Uzlaşmazlık toplantısı

Tayfun Çağra

İki lider dün görüştü. Cumhurbaşkanı Mustafa Akıncı, Haziran için önkoşulsuz Cenevre önerisi yaptıklarını ancak bu konuda bir uzlaşı çıkmadığını söyledi. Yöntemle ilgili de öneri yaptıklarını, konuları tek tek görüşmek yerine bir paket halinde görüşmenin bu aşamada daha doğru olacağını söylediklerini aktardı Akıncı ama bu konuda bir karar alınamadığı, makul karşılık bulmadığını ifade etti. Cenevre’de garanti ve güvenlik konusunda 5’li konferans yapılması halinde paralel olarak 2’li diğer görüşmelerin de yapılabileceğini önerdiklerini belirten Akıncı, Anastasiadis’in tutumunun olumlu olmadığını, aksine Rum tarafının ‘öneri’ dedikleri ama ‘önkoşul’ olarak sundukları konuların olduğunu da kaydetti.  Anastasiadis de güneyde “Cenevre için iyi bir teklif sunduk ama kabul etmediler” dedi. Öyle anlaşılıyor ki son yapılan toplantılar ve dün yapılan ‘uzlaşmazlık’ toplantısından sonra her ne kadar BM Genel Sekreteri Antonia Guterres, “Taraflar iyi bir sonuç alınacağını düşünüyorsa BM, Cenevre’de yeni bir toplantı için hazır” dese de öyle bir olasılık şimdilik görünmüyor.

***

Biri öyle dedi, diğeri böyle dedi.

E peki ne oldu? Kim neyi doğru, neyi eksik söyledi?

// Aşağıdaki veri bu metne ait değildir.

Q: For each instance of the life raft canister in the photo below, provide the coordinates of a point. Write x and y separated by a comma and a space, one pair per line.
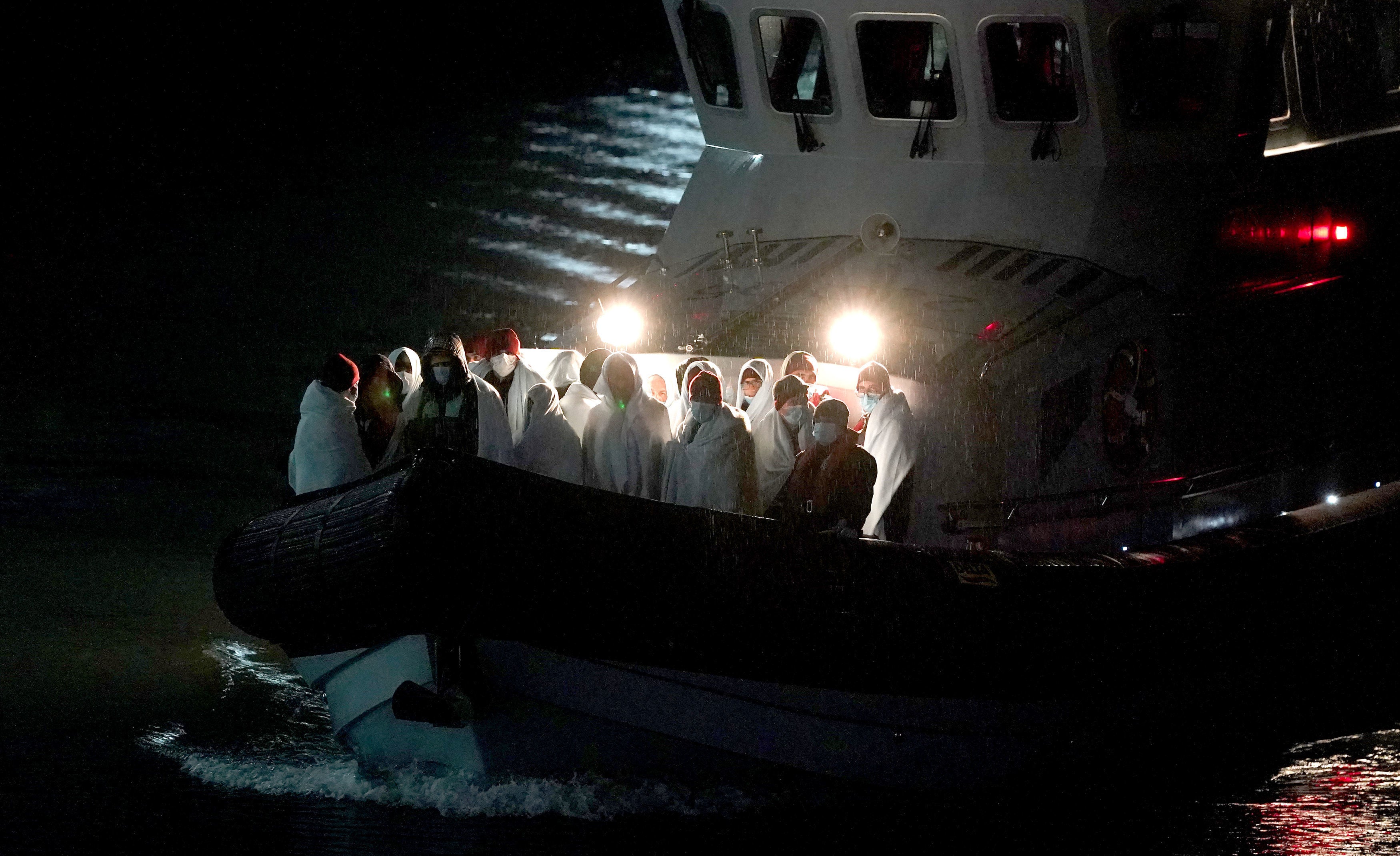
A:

Neden doğruyu kimin söylediğini, kimin haklı veya haksız olduğunu saptamaya çalışmak durumunda kalıyoruz?

Biz buradan bunları soruyoruz ama oradan da yani masadan da bakınca ne yapılması, nasıl yapılması gerektiğini gerçekten bilen var mı?

“Masada ben olsam şöyle şöyle yapardım, olurdu, biterdi” diyen var mı?

Gerçekten sonuca nasıl ulaşılabileceğini çözen var mı?

Merak ediyorum.

 


 

Ön izin kalacaksa yeni bir anlaşma neden yapsınlar?

İsteyen işveren Türkiye’den istediği işçiyi getirebilecek. İki ülkenin Çalışma Bakanlıklarının yaptıkları anlaşma ile zaten şimdi de büyük oranda sorun olan işsizlik, bu yeni anlaşmayla daha da büyüyecek.

Muhalefet tepki gösterince hükümet düzenleme yapılabileceğini ve ön izin şartı getirilebileceğini söylüyor.

Ön izin de getirilebilir ama zaten şu anda öyle bir anlaşma, uygulama yok mu!

Benim bildiğim kadarıyla ‘ülke içinde istenen meslekte uygun koşullarda işçi bulunamaması’ halinde yurt dışından ön izinle işçi getirilebiliyor.

O uygulanması gereken koşulların, yani ‘burada bulunamaması halinde yurt dışından getirilebilir’ kriteri çoğu zaman yerine getirilmeden yani burada var mı yok mu bakılmadan isteyen istediğini “işte ben bu işçiyi işime uygundur diye getirdim” dediğinde ön izin alabiliyor.

Peki şimdi yeni bir anlaşma yapılmasının gerekçesi ne?

Yani şimdi de yürürlükte olan ön iznin kalkmadığı, böyle bir şarttan da kurtulacak yeni bir metin olmayacaksa o zaman neden bir anlaşmadan söz ediliyor ki!

Şimdiye kadar yapılan icraatlardan dolayı hep kötü düşünmeye alışmış olabiliriz ama dediğim gibi zaten ön iznin olduğu önceki bir anlaşma dururken, var olanı da ortadan kaldırmayacak başka bir anlaşmanın ne anlamı olabilir ki!

Ön izin ortadan kaldırılmayacakmış! E o zaman, neyin anlaşmasını yaptınız?